Cette opération vise à mobiliser un montant considérable de 100 milliards de FCFA, permettant ainsi de financer divers projets de développement et de soutenir les institutions publiques. Les autorités espèrent attirer l’intérêt des investisseurs, qu’ils soient institutionnels ou privés, afin de favoriser une dynamique de croissance économique durable dans le pays.
Selon le département de tutelle, il s’agit de la plus grande opération de mobilisation des ressources financières sur le marché financier de l’UMOA (Union Monétaire Ouest Africaine), un événement qui revêt une importance capitale non seulement pour le Mali, mais aussi pour l’ensemble de la région. Dors et déjà, le Mali a effectué plusieurs sorties notables sur le marché financier régional entre le début de janvier et la mi-octobre, ce qui a démontré sa capacité à attirer l’attention des investisseurs et à renforcer sa position dans le paysage économique ouest-africain.
Aussi, ces opérations ont été des succès fulgurants aux yeux des investisseurs de l’UMOA, qui ont salué la détermination du pays à innover et à diversifier ses sources de financement tout en consolidant sa crédibilité sur les marchés internationaux. Ce dynamisme témoigne d’une stratégie bien pensée et d’un engagement fort envers la croissance économique durable, capable de susciter des opportunités d’investissement prometteuses pour les années à venir.

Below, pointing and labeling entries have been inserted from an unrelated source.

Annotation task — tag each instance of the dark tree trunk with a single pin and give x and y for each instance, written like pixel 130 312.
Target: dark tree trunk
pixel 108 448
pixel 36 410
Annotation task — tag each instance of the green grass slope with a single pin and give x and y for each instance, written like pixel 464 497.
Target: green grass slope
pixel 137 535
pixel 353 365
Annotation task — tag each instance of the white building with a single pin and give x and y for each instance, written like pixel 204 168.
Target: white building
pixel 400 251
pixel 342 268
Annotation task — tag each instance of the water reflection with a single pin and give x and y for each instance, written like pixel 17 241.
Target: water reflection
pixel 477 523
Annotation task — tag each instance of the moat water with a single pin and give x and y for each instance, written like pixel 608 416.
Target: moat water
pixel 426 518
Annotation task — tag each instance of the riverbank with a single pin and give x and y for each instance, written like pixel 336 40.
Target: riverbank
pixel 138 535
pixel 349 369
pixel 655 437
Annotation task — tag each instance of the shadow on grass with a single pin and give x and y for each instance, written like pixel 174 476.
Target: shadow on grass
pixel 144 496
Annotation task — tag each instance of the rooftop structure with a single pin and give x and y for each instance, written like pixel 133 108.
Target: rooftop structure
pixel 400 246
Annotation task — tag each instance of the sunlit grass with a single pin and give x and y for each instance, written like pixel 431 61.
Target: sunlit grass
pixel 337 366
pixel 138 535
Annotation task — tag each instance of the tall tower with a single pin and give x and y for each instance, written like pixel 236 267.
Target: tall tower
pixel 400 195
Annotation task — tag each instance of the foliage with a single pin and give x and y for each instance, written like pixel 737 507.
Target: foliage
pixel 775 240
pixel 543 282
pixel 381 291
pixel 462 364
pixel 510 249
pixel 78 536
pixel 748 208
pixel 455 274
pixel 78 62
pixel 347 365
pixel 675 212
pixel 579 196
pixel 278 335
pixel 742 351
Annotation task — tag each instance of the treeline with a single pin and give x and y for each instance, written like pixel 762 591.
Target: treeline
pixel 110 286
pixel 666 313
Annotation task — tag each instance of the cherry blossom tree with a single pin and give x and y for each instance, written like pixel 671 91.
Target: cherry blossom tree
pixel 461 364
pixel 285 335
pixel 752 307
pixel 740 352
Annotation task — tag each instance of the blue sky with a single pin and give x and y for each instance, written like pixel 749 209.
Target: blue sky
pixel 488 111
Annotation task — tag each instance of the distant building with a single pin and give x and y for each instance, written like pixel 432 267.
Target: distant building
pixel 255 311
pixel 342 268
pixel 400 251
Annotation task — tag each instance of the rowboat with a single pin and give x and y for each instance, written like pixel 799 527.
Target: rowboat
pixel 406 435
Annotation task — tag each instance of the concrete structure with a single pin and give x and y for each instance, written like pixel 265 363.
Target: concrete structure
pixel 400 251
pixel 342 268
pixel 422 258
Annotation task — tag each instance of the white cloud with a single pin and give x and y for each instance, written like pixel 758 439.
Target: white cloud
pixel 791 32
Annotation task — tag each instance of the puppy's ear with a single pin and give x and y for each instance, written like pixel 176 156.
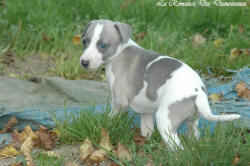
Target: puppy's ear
pixel 86 28
pixel 124 30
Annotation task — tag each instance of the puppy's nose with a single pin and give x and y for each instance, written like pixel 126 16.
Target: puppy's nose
pixel 85 63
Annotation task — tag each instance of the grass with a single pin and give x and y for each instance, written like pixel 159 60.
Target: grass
pixel 48 26
pixel 218 148
pixel 76 127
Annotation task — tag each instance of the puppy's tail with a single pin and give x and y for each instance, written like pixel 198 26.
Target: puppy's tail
pixel 202 105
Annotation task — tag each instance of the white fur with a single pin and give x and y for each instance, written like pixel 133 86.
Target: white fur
pixel 91 53
pixel 180 85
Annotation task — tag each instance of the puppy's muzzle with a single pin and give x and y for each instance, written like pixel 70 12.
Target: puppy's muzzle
pixel 85 63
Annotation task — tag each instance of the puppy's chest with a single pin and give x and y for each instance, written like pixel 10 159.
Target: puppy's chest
pixel 141 103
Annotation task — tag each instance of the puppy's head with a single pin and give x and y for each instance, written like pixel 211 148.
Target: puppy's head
pixel 102 40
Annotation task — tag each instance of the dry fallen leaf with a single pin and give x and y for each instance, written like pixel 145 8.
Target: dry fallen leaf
pixel 105 140
pixel 44 140
pixel 8 151
pixel 138 138
pixel 236 158
pixel 77 40
pixel 126 3
pixel 28 145
pixel 242 90
pixel 218 43
pixel 198 39
pixel 70 163
pixel 216 97
pixel 86 148
pixel 140 36
pixel 52 154
pixel 150 163
pixel 12 122
pixel 45 37
pixel 236 53
pixel 98 156
pixel 17 164
pixel 123 153
pixel 241 29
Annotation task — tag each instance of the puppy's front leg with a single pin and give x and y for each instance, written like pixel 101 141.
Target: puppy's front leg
pixel 147 124
pixel 117 106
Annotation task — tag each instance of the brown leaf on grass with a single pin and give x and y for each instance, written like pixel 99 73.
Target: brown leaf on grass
pixel 198 39
pixel 138 138
pixel 44 140
pixel 28 145
pixel 15 144
pixel 98 156
pixel 30 163
pixel 70 163
pixel 218 43
pixel 7 58
pixel 105 140
pixel 241 29
pixel 8 151
pixel 2 3
pixel 52 154
pixel 86 148
pixel 242 90
pixel 150 163
pixel 216 97
pixel 123 153
pixel 236 53
pixel 126 3
pixel 77 40
pixel 21 137
pixel 140 36
pixel 114 164
pixel 236 158
pixel 16 164
pixel 12 122
pixel 45 37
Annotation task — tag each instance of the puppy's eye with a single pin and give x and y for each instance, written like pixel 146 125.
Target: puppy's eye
pixel 103 45
pixel 84 41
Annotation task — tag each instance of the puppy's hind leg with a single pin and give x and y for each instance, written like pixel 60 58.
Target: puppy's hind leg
pixel 192 127
pixel 147 124
pixel 167 129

Cet emprunt, conçu pour répondre à des besoins financiers spécifiques, est divisé en deux tranches distinctes, chacune ayant ses propres caractéristiques financières : l’émission A d’un montant significatif de 70 milliards de FCFA est d’une durée de 10 ans et comporte un taux d’intérêt fixe de 6,55%, ce qui en fait une option attrayante pour les investisseurs à long terme. Parallèlement, l’émission B, qui s’élève à 30 milliards de FCFA, a une durée plus courte de 7 ans et est proposée à un taux d’intérêt de 6,35%, offrant une flexibilité pour les investisseurs à la recherche d’un rendement à moyen terme.
Notons que les ressources mobilisées lors de cette opération financière sont cruciales, car elles permettront de financer divers projets d’infrastructures visant à promouvoir et à soutenir le développement socio-économique dans la région, favorisant ainsi la création d’emplois, l’amélioration des services publics et le bien-être général de la population.